Что касается собственно Платона, то без его воображаемых миров, идеализации сонма божеств в лоне единого Бога трудно было бы поверить в возможность априорного синтеза вольного духа и отданной во власть необходимости материи. Самое удивительное — это прозрение им надземно идеального в совершенно земном, бесконечно от него далеком. Он способен увидеть божественную красоту совершенно абстрактной геометрии в серой материи. Его кредо — это постижение во всем «сочетаний ума и необходимости». Но это по сути и главная магистраль античного любомудрия. Платон отдавался созерцательному воображению на таком уровне, где, подобно миру Гераклита, абсолютная необходимость сплавлена с абсолютной свободой, ибо в идеальной сфере, где вольно гуляет его раскованная мысль, всё пребывает во всём (излюбленная формула многих русских философов). Новизна Галилеевой математизации природы, а с нею и все математикофильство науки и философии Нового времени утвердились не без влияния Платона... Платону очевидна невозможность реального разделения чего бы то ни было на свободное и необходимое, следовательно, дух и материю. Поэтому у Платона не нашлось для них определенного места в реальности — он может размышлять о них только за ее пределами, на умозрительной высоте. Отсюда идут разнообразные идеи, встречаемые в пантеизме, спиритуализме и даже материализме...
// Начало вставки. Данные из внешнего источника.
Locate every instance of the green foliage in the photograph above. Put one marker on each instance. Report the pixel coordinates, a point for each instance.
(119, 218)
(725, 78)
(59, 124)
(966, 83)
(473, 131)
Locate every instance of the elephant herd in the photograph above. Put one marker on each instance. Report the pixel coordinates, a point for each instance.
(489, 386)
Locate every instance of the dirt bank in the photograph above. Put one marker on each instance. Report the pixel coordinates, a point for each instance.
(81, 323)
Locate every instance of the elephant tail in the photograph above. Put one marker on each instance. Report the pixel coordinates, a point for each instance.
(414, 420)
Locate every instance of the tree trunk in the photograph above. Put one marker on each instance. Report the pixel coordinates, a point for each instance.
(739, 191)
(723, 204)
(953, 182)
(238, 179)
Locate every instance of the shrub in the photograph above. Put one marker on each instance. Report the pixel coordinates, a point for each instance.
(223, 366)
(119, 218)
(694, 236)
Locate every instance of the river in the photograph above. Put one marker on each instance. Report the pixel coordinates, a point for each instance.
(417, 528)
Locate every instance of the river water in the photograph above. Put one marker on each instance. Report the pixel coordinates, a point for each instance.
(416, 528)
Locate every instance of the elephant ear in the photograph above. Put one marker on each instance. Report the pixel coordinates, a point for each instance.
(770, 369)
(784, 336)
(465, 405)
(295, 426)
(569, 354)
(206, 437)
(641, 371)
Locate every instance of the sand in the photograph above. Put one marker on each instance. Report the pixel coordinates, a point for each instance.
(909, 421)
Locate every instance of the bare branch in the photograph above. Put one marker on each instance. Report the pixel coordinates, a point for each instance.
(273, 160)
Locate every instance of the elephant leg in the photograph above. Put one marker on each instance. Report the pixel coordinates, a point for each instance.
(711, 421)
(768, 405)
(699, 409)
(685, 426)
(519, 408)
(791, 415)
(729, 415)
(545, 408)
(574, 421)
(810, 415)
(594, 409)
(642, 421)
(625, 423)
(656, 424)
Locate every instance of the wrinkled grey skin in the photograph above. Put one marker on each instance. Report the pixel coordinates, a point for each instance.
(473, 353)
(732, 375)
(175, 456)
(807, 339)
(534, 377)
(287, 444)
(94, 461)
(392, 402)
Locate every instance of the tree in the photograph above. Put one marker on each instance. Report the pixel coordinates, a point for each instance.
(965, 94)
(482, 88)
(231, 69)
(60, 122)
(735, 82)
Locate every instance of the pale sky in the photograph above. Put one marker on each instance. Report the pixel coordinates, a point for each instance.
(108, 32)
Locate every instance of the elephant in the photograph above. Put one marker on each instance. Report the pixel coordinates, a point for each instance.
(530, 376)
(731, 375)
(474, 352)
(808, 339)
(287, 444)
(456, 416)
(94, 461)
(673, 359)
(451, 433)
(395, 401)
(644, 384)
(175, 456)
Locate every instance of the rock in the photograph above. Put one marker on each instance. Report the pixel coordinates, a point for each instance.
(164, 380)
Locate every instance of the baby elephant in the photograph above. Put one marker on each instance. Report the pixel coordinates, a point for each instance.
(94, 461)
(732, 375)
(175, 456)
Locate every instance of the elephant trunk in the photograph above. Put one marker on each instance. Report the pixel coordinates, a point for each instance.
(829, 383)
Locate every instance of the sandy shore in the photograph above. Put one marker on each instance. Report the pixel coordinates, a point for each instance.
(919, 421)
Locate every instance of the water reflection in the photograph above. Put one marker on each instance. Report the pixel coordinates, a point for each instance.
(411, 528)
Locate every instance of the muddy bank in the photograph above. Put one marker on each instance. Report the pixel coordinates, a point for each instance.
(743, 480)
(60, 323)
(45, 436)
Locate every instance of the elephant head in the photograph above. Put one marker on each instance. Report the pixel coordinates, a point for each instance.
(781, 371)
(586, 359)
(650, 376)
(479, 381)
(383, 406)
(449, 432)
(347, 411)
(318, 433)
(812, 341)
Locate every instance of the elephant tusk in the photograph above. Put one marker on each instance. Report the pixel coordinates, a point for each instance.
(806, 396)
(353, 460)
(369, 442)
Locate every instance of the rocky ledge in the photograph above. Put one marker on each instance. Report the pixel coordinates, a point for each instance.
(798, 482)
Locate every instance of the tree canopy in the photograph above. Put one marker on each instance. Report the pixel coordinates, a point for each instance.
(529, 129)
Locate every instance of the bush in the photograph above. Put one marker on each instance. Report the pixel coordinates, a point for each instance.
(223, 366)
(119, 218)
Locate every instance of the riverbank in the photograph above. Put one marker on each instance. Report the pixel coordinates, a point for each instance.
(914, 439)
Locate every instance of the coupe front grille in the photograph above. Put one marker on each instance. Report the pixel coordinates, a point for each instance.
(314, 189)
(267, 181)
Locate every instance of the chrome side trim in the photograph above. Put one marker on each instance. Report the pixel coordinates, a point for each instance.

Платонизм властвовал многими умами 25 веков, но его влиянию, кажется, приходит конец. Настоящий платоник любовался вещами, их своеобразными физиономиями, полнотою их телесности, и знал, что они несут на себе и в себе следы божественного происхождения. Однако такие одухотворенные вещи исчезают из жизненного мира, их перестают видеть такими, какими видел их Платон. Вещь все более оценивается полезностью, функцией, удобством, каковые обретают псевдоэстетическое значение. Старинное отношение к вещам заметно еще у детей, некоторых женщин и художественных натур. Вещь, вообще, становится возможностью, средством для каких-то целей, задумок, подменяется паутиной связей, сил, энергий — с такой «вещью» платонизму нечего делать... Под занавес нельзя умолчать о том, что Платон не избежал жестокой критики и даже насмешек, как его, так и наших современников. Всего два, но весьма характерных примера. Аристотель (в «Метафизике», кн. 1), поясняя теорию Идей («Эйдосов»), ссылается на слова Платона о «причастности» всех вещей одноименным с ними Эйдосам, и не без иронии замечает далее: «Однако „причастность“ лишь новое имя: пифагорейцы утверждают, что вещи существуют через подражание числам, а Платон, — что через причастность. Но что такое причастность или подражание Эйдосам, исследовать это они предоставили другим». Дискуссия о понимании «причастности» в Академии, кажется, так ничего и не дала... В своей «Истории западной философии» Бертран Рассел, предваряя рассказ о диалоге «Тимей», величайшем творении Платона, пишет: «’’Тимей’’ имел более сильное влияние, чем все другие произведения Платона, что представляет любопытное явление, так как он содержит, конечно, больше глупостей, чем можно найти в других его произведениях». Впрочем, ларчик открывается просто: Стагирит и Рассел одного поля ягоды — завзятые логицисты, недоброжелатели всяческой «тайнозрительности» и мистических открытий, а Платон силен именно в этом, и если из философской речи вымарывать все сколько-то неясное, трудное для понимания, то она сгодится разве что для технических инструкций (философия логического анализа — детище Рассела — именно этим усердно занималась). По поводу Стагирита напомним, что он не разделял увлеченность платоников математикой — у него был свой подход к запутанным проблемам, который можно назвать «юридическим».

Так в чем же едины Гераклит и Платон? Пожалуй, теперь они оба духовно живут в одной и той же сфере воображаемых чувственных смыслов. Эта сфера очень велика и все же они иногда встречаются там — это самое подходящее место для встречи их учений, которые, оставив страсти и амбиции их авторов, умиротворенно беседуют между собою.